People were dressed to the gills and people were scoping out who to take home from the reception. I just took it all in – reflecting on the thought that it seems like everyone around me is getting hitched – except for yours truly.
It almost gets you to thinking that you have some flaws; imperfections that make feel inadequate…. but this was a party; a celebration and I decided not to let those thoughts consume me, picked up another drink from the open bar and assumed my spot in the dance floor doing the Electric Slide.
All in all, I had a great time – chilling with the homies; inebriated and flirtatious – who could ask for more? I left the reception with somewhat cloudy thoughts but resigned that good things will come. That thought was still rolling to and fro in my head when I prepped myself to watch football on Sunday morning.
All of sudden, I hear:
Open up the cotdamm do’! (door for those of you who don’t speak Ebonics)
You’re ain’t nothing but a triflin a** n****!
Did you think I wouldn’t find out you were boning another woman?
She can have you and your little thang!
[SIDEBAR - why do some women have to go there? Those are fighting words!]
Apparently, my gigolo of a neighbor had been caught cheating red-handed by his live-in girlfriend and she decided to let the world know his misdeeds. She cursed him out, rented a U-Haul and called the police to make sure she would have safe passage out of the complex.

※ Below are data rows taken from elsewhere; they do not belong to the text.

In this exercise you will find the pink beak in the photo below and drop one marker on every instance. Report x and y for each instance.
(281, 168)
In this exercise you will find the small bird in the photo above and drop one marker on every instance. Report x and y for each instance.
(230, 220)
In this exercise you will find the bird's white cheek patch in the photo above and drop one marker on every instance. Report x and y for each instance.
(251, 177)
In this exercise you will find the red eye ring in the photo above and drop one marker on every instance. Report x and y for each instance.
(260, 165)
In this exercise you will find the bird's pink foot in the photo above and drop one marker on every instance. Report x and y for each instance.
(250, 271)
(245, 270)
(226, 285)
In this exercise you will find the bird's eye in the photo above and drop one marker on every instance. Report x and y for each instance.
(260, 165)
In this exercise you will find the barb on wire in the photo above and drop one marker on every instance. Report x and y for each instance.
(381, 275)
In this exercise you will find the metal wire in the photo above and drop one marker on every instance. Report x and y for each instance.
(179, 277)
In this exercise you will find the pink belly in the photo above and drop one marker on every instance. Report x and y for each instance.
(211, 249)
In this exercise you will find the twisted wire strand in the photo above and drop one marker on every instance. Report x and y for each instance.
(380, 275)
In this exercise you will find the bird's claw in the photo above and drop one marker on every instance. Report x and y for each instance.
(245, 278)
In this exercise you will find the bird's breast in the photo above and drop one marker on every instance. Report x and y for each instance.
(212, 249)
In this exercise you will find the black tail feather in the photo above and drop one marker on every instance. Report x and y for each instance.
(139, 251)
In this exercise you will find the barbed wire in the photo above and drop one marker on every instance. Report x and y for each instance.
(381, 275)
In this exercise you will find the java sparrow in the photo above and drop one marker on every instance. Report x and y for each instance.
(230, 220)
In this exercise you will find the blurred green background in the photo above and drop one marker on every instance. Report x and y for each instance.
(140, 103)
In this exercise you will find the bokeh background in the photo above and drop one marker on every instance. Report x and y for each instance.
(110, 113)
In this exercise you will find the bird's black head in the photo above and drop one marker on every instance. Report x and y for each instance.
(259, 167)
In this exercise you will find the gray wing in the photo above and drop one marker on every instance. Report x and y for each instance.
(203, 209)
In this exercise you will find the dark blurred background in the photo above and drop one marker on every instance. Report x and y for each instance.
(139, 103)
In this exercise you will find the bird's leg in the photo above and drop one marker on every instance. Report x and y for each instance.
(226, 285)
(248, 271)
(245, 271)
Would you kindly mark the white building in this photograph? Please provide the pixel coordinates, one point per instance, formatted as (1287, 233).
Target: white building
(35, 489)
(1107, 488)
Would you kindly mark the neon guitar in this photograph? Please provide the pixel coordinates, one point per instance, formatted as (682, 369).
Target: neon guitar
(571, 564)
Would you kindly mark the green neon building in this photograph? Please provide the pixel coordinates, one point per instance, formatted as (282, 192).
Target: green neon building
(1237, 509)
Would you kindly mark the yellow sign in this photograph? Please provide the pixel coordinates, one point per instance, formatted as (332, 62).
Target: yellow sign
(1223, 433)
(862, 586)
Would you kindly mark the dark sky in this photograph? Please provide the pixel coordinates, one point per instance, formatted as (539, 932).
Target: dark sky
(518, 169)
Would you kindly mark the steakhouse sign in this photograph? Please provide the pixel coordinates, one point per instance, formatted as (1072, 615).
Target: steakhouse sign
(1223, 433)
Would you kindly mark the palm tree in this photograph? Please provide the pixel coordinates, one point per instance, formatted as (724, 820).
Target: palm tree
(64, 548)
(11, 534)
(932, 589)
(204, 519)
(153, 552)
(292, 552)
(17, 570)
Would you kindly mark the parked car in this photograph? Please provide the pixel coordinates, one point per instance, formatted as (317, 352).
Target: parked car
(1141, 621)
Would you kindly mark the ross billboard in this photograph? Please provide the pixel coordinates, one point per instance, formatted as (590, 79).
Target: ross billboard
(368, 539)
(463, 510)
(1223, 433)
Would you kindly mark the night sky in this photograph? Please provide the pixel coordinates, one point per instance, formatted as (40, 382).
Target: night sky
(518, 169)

Upon hearing/seeing that (you know I had to be a lil’ nosy), I realized that sometimes we forget about the downside of romance, affection and adoration. It’s not always sunshine and rose gardens… and things don’t always turn out happily ever after. People have to make sacrifices for ultimate success within a relationship but you shouldn’t have to turn into a completely different person.
With that being said, I have compiled a list of rules to adhere to so that I can keep it real within my relationship.
Things Jorge Just Won’t Do
- Embarrass you in public. Ok, I’ll try not to – but I can’t promise I might not do something accidentally.
- Make you sleep in the wet spot. Always a gentleman first, I’ll grab the towel so that we can cover that up until the morning.
- Leave the toilet seat up. Don’t want you falling in and splashing water all over my floor.
- Smoke rocks. The ashy lips and constant jitters probably won’t make me look the most attractive in your eyes.
- Hit you. Unless it’s a little smack to the back of you…
- Ogle other women. Unless I’m with my boys, then all bets are off. I’m not blind.
- Leave you with a drop of Kool-Aid in the pitcher. That’s just rude.
- Leave the bathroom door open when I’m on the toilet. I expect you to do the same. You may be gorgeous but your poots ain’t cute.
- Steal all of the covers. Unless I’m really tired – then I can’t help myself.
- Fall asleep directly after sex. I’ll wait at least 3 minutes so we can talk.
Now that the rules have been listed, I should be good. You all tell me – what won’t you do for love? I’m all ears.